Naukowcy wysunęli hipotezę, że słowa są łatwiejsze do nauczenia się niż zasady morfologii czy gramatyki. Wystarczy bowiem, ze kilkukrotnie usłyszymy jakieś słowo, byśmy je zapamiętali. Zatem słowa łatwiej się rozprzestrzeniają. Natomiast przyswojenie zmian gramatycznych to dłuższy proces. Ponadto wśród języków o mniejszej liczbie użytkowników innowacje gramatyczne będą łatwiej się rozprzestrzeniały, gdyż każdy z użytkowników języka wchodzi w interakcje z proporcjonalnie większa liczbą osób mówiących w tym języków, niż ma to miejsce w przypadku języków bardziej rozpowszechnionych. Jeśli, aby nauczyć się jakiejś złożonej zasady gramatycznej, musisz zetknąć się z nią wielokrotnie, to w małych społecznościach jest to łatwiejsze. Zatem łatwiej się tam ona rozpowszechni i przyjmie, stwierdza Christiansen.
Mechanizm ten może wyjaśniać, dlaczego złożone kulturowe zjawiska pojawiły się małych społecznościach. Na przykład bebop narodził się w nowojorskim barze, a taniec Lindy Hop powstał w Harlemie.

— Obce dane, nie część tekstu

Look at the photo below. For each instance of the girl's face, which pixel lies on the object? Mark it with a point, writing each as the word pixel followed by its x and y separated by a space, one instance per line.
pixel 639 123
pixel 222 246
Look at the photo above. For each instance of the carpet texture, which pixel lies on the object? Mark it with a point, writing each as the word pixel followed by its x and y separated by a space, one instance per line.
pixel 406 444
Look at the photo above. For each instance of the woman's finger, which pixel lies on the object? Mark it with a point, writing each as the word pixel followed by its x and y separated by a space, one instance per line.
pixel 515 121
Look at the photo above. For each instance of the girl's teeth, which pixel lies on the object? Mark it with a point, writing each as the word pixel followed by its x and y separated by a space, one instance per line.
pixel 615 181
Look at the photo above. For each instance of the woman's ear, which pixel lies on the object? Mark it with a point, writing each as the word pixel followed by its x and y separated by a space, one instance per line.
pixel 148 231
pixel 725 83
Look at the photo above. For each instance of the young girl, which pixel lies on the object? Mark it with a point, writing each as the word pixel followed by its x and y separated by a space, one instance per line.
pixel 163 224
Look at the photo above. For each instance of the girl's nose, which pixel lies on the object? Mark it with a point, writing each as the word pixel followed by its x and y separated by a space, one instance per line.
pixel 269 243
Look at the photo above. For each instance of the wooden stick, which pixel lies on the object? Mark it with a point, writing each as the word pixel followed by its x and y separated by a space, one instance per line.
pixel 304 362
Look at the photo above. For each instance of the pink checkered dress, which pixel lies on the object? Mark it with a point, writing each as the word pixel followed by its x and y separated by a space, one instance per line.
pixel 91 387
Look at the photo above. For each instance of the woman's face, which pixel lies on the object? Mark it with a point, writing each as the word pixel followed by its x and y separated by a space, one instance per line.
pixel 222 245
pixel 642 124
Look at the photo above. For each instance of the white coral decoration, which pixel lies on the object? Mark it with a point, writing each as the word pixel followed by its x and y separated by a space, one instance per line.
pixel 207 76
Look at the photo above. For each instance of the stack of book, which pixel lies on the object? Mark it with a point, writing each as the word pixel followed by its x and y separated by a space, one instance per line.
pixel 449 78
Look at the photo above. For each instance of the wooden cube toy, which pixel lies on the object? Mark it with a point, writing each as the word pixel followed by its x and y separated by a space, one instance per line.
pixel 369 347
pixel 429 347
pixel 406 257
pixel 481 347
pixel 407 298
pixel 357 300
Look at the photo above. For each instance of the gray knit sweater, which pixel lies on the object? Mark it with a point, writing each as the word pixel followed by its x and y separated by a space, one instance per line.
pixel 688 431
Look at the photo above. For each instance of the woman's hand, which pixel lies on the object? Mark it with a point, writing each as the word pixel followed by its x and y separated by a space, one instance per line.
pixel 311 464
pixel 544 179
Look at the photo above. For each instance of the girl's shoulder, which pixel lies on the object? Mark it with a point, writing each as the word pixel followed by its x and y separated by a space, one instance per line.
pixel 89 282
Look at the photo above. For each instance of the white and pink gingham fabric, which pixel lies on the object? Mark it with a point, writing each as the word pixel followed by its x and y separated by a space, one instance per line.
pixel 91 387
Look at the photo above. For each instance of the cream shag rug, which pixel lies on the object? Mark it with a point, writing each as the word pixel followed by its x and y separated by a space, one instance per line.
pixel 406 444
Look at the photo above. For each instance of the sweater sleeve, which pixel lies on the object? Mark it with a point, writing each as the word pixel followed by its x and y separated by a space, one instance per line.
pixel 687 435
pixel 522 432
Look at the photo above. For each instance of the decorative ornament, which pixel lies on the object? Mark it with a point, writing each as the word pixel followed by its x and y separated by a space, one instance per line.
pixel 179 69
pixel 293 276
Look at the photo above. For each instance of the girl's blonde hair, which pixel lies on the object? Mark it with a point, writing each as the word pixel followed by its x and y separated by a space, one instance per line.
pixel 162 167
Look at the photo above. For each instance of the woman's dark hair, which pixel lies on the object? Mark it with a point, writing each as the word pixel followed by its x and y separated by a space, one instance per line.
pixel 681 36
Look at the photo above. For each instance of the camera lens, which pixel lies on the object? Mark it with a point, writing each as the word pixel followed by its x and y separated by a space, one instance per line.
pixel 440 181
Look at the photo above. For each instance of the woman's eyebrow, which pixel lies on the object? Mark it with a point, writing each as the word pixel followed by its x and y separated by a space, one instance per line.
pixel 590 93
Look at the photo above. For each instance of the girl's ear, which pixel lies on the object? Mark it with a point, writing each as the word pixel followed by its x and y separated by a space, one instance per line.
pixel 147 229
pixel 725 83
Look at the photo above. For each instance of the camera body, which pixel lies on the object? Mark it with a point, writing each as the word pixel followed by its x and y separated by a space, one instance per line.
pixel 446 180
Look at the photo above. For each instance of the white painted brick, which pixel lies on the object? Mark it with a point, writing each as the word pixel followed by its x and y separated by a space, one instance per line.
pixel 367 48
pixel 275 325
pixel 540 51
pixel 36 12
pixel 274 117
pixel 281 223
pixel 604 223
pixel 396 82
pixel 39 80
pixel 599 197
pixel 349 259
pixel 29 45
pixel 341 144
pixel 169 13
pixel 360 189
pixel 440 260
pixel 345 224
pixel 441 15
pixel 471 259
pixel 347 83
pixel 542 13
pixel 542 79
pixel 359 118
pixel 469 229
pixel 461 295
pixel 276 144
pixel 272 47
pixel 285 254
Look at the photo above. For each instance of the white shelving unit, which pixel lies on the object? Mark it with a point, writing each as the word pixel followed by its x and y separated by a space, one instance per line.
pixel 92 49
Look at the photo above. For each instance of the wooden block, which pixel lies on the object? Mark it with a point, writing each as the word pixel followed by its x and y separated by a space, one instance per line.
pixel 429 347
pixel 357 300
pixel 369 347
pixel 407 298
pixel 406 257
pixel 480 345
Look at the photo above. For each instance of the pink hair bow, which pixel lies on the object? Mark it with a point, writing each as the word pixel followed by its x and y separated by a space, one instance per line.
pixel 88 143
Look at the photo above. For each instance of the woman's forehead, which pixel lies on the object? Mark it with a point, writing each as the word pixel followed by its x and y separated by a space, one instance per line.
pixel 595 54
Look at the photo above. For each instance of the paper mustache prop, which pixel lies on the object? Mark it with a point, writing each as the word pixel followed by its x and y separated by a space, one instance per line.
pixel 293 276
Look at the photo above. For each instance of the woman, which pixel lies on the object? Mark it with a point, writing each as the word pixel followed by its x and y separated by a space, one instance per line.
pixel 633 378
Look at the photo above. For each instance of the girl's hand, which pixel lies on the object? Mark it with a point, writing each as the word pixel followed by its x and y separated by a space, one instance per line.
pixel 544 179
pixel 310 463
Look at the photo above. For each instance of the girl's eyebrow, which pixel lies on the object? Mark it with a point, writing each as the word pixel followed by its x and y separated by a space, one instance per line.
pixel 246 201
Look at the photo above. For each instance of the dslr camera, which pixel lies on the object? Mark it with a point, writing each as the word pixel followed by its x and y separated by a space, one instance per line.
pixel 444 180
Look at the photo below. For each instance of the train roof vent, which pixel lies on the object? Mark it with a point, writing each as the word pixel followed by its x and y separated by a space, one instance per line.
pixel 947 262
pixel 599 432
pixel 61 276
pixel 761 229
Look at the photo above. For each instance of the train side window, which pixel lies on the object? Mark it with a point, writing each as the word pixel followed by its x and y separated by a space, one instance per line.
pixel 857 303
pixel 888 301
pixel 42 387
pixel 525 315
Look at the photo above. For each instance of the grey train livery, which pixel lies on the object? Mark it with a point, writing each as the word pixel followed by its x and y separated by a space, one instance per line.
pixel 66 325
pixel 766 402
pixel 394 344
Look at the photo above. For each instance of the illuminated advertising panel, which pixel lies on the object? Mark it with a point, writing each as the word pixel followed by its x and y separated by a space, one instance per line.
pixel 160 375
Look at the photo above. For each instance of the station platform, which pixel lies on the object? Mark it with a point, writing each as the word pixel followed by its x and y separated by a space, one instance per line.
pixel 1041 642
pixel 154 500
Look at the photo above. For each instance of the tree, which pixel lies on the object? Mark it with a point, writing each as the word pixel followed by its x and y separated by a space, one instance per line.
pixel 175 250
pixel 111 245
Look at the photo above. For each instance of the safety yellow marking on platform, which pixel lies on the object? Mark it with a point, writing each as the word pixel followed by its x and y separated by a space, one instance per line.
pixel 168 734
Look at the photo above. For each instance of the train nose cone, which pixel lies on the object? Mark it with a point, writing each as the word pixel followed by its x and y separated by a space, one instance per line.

Badana Christiansena sugerują, że w miarę postępów technologicznych, w miarę zwiększania się kontaktów pomiędzy ludźmi, kultury mogą się upraszczać. To niekoniecznie oznacza, że wszystkie kultury będą zbyt uproszczone. Jednak te główne mogą stać się bardziej proste niż kiedykolwiek wcześniej, mówi uczony. Jednak, jak zauważa, ludzie mogą samodzielnie organizować się w małe społeczności, które będą utrzymywały złożone tradycje kulturowe.